Миа Сольве – Дочь, которую не ждали. Хроники выживания из Ленинграда (страница 9)
Важно – взгляды. Воспитательница Нина Петровна, добрая, пухленькая женщина с вечным запахом валериановых капель, присела передо мной.
Ее глаза округлились. Пальчик (мягкий, теплый) потянулся к моей щеке, но не коснулся.
«Анечка, родная! Да что же это с тобой?»
Я открыла рот.
Слово «папа» вертелось на языке, жгучее и страшное.
Но тут – мамина рука.
Ее пальцы впились мне в плечо, чуть ниже ключицы. Не больно.
Холодно.
Остро.
Как клещи.
Я взглянула вверх.
Мамины глаза – не испуганные, как вчера вечером.
Напряженные.
Губы сжаты.
Весь ее вид кричал: «МОЛЧИ».
«Ах, Нина Петровна, да что уж там!» – мамин голос зазвенел фальшивой легкостью, как треснувший колокольчик. – «Сама виновата, несмышленыш! Налетела в темноте на дверной косяк, как угорелая!
Знаете, какая неуклюжая! Вся в папу!»
Синяк был не просто фиолетовый.
Он переливался.
Утром – лиловый, зловещий, как гематома вселенной.
К вечеру обещал стать сине-зеленым, потом грязно-желтым.
Карта позора прямо на щеке.
Он пульсировал – не болью, а стыдом.
Каждый взгляд на него воспитательницы, каждого ребенка – был иголкой.

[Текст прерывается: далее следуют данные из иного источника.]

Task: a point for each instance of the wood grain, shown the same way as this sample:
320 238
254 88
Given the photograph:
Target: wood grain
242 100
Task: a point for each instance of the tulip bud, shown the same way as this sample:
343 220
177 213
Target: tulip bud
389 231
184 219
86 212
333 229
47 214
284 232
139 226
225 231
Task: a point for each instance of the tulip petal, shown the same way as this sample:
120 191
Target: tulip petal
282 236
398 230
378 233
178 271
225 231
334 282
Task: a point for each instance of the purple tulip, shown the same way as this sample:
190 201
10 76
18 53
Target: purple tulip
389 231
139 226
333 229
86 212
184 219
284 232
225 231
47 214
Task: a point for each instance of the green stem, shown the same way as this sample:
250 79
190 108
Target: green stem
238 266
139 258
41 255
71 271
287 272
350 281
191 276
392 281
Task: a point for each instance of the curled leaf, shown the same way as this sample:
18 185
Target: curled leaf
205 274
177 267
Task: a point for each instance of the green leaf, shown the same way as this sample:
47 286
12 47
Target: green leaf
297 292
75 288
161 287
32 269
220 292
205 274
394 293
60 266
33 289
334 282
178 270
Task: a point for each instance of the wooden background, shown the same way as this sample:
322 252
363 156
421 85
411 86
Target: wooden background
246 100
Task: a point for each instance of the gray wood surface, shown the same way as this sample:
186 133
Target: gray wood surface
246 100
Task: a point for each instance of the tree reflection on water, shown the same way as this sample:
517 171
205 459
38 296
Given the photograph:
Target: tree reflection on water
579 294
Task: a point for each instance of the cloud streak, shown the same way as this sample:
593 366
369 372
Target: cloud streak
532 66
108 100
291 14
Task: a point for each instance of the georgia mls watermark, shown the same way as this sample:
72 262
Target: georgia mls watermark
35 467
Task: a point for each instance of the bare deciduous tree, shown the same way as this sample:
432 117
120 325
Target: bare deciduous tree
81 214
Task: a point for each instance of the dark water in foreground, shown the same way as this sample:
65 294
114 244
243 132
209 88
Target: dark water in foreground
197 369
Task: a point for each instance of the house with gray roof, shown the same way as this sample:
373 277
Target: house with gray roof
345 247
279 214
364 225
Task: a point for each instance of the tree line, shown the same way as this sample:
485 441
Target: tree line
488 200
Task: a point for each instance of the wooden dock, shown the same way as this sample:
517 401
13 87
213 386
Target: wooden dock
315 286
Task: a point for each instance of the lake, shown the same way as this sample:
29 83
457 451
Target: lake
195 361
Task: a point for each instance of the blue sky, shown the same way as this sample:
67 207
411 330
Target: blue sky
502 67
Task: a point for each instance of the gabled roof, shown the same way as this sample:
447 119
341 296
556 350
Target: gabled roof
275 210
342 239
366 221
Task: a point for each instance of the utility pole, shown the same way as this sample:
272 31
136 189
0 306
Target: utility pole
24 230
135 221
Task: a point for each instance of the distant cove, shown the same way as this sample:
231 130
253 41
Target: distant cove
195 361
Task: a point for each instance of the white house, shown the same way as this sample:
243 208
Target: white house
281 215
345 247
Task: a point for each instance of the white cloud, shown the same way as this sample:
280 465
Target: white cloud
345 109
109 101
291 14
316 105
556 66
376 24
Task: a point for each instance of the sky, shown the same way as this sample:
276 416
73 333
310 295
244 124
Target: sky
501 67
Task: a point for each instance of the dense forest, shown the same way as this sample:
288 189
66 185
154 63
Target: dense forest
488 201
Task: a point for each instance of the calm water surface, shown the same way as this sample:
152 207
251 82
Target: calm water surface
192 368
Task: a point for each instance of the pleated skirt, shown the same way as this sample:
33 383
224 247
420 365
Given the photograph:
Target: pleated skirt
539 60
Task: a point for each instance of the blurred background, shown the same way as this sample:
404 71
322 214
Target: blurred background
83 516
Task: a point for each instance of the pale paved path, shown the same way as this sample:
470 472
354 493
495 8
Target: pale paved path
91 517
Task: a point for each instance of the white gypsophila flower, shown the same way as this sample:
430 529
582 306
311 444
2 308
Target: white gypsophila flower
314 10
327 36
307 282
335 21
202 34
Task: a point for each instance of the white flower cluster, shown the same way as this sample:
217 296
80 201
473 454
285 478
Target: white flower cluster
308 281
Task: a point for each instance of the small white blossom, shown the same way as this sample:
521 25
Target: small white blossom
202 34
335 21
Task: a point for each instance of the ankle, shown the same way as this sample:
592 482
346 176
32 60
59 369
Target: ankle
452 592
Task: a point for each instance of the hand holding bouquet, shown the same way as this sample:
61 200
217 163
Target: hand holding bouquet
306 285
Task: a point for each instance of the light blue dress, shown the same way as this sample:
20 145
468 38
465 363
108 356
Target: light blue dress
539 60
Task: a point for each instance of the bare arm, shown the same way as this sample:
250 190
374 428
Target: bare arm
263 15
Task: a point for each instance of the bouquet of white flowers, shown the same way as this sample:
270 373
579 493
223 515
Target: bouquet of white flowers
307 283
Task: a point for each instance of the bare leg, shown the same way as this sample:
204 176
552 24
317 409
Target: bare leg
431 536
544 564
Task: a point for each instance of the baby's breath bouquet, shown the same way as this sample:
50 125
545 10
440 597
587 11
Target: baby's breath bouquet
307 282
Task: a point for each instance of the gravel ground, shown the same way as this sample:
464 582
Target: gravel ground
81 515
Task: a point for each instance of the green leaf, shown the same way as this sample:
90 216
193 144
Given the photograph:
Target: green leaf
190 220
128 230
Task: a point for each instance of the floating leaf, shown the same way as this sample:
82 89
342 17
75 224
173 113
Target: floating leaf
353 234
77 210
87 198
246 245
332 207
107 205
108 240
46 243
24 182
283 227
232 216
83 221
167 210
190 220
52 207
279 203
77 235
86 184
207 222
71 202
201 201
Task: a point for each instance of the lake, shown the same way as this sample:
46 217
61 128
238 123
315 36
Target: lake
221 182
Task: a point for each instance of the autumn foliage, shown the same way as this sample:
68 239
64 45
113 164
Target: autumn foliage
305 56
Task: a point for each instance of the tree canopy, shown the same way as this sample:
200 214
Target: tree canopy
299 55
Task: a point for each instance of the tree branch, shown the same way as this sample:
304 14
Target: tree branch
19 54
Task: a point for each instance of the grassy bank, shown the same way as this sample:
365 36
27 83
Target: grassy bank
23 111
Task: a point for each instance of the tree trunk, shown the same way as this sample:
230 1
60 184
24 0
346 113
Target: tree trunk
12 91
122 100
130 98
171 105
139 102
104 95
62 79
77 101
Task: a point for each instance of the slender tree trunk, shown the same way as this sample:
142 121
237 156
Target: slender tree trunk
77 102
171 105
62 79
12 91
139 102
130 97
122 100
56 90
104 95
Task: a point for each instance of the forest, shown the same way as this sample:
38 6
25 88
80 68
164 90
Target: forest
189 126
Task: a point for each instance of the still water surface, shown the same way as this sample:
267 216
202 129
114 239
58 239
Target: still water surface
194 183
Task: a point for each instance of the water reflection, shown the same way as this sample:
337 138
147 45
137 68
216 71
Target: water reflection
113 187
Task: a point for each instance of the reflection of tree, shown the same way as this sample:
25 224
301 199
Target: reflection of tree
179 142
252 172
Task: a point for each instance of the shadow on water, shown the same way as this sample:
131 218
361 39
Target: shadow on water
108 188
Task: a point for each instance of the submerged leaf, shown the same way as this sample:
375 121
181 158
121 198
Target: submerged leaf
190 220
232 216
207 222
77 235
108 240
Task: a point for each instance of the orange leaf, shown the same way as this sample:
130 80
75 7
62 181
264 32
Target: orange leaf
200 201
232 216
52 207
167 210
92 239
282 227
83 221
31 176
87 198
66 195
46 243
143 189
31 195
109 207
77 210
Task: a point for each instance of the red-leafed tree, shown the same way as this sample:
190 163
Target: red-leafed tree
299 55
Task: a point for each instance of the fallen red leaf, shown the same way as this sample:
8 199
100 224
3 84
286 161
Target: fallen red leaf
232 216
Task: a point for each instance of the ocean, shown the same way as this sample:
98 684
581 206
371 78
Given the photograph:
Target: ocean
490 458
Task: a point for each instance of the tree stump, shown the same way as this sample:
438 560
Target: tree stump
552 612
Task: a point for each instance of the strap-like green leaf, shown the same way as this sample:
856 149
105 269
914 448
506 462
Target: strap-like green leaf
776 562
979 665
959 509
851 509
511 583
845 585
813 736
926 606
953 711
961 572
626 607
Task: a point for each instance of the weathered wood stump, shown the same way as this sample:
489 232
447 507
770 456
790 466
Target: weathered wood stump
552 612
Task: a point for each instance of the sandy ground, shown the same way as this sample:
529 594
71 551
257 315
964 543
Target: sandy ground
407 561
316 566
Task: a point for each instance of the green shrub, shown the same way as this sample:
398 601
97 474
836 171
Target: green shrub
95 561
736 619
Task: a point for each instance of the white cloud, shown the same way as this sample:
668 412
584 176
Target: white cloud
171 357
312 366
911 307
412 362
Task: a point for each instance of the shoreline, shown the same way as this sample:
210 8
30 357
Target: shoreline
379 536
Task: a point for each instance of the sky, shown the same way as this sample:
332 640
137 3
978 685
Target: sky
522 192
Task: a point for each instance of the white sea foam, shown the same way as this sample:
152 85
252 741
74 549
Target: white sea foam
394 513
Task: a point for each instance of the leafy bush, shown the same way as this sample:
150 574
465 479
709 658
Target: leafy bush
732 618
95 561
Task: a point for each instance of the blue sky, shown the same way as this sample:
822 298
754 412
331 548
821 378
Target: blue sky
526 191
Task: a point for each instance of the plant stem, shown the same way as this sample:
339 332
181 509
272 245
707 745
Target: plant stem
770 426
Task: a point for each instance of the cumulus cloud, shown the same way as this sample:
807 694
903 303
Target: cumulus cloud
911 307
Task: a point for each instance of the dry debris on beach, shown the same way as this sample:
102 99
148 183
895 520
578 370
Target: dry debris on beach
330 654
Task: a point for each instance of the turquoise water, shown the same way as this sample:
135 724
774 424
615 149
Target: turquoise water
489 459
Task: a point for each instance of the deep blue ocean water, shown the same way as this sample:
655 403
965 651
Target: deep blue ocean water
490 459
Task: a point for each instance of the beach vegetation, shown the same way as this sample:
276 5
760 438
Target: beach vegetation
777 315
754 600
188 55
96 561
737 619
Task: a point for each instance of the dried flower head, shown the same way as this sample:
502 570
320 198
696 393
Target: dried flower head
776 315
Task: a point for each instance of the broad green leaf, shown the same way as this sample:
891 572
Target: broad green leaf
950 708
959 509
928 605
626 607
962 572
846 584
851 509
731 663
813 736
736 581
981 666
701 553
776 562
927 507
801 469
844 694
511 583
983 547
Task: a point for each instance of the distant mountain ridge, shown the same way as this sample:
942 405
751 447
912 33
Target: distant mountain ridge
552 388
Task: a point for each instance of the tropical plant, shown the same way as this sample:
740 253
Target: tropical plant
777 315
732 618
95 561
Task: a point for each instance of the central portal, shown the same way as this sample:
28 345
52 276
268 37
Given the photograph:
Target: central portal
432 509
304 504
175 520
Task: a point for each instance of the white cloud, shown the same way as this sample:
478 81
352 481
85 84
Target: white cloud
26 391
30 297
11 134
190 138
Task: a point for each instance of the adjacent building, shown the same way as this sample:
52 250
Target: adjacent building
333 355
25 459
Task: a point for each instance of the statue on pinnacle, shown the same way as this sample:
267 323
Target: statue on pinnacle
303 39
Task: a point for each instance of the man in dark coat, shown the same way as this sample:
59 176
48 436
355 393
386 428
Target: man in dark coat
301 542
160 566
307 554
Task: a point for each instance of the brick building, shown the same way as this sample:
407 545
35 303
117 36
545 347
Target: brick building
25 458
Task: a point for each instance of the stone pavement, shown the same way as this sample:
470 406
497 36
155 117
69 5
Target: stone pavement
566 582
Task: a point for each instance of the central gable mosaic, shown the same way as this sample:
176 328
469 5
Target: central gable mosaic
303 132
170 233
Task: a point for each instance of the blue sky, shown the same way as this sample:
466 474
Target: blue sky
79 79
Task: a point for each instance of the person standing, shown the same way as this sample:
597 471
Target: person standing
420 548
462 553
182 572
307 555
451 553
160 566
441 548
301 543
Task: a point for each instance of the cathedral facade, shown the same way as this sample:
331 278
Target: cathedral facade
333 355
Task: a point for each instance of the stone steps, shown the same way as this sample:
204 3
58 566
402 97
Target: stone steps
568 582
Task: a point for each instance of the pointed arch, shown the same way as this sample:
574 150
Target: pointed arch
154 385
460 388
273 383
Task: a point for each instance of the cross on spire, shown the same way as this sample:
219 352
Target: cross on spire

Жжение было Не от удара. От взглядов.
От вопроса Нины Петровны. От маминой лжи.
От собственного молчания. Щека горела под невидимым клеймом.
Я хотела провалиться.
Стать по-настоящему невидимкой.
Но «щелк» не работал.
Щит был разбит.
Мамины пальцы. Холодные.
Крепкие.
Ногти (коротко подпиленные, без лака) врезались в кожу сквозь тонкую кофточку.
Это был не успокаивающий жест.
Это был захват. Предупреждение.
Приказ.
Я почувствовала их дрожь – не от волнения за меня, а от страха разоблачения.
Ее страх передавался мне по этим пальцам, как ток.
«Ах ты, неуклюжая наша!» – Нина Петровна покачала головой, ее голос был полон снисходительной жалости.
«Неуклюжая».
«В папу».
Точь-в-точь как у тети Шуры с разбитой чашкой.
Эхо стыда.
Оно висело в воздухе, густое, как мамина пудра.
Сейчас взрослая я думаю
Мой первый по-настоящему модный аксессуар – синяк в тон пыльным шторам и советскому линолеуму.
Фиолетово-желтая палитра абстракционизма прямо на щеке!
Очень авангардно.
И полезно: я освоила искусство грима раньше, чем таблицу умножения.
Мамина пудра ‘Ленинградская’ – меловая, белильная – стала моим лучшим другом.
Замазывала синяк толстым слоем, как штукатуркой трещину в фасаде.
А вранье: ‘Сама виновата, налетела!’ – моя первая осознанная ложь во спасение.
Спасение маминого фасада ‘нормальности’.
Синяк зажил.
Стерся.
След пропал.
Урок – врос в кости.
Я усвоила: боль – это стыдно.
Ее надо прятать.
Следы насилия – позор. Мир не хочет правды.
Ему подавай удобную сказку про ‘неуклюжую девочку’.
И я стала виртуозом маскировки.
Научилась прятать не только синяки под пудру, но и страх – под улыбку, боль – под шутку, стыд – под ‘все нормально’.
Я маскировала саму себя. До полной невидимости настоящего ‘я’.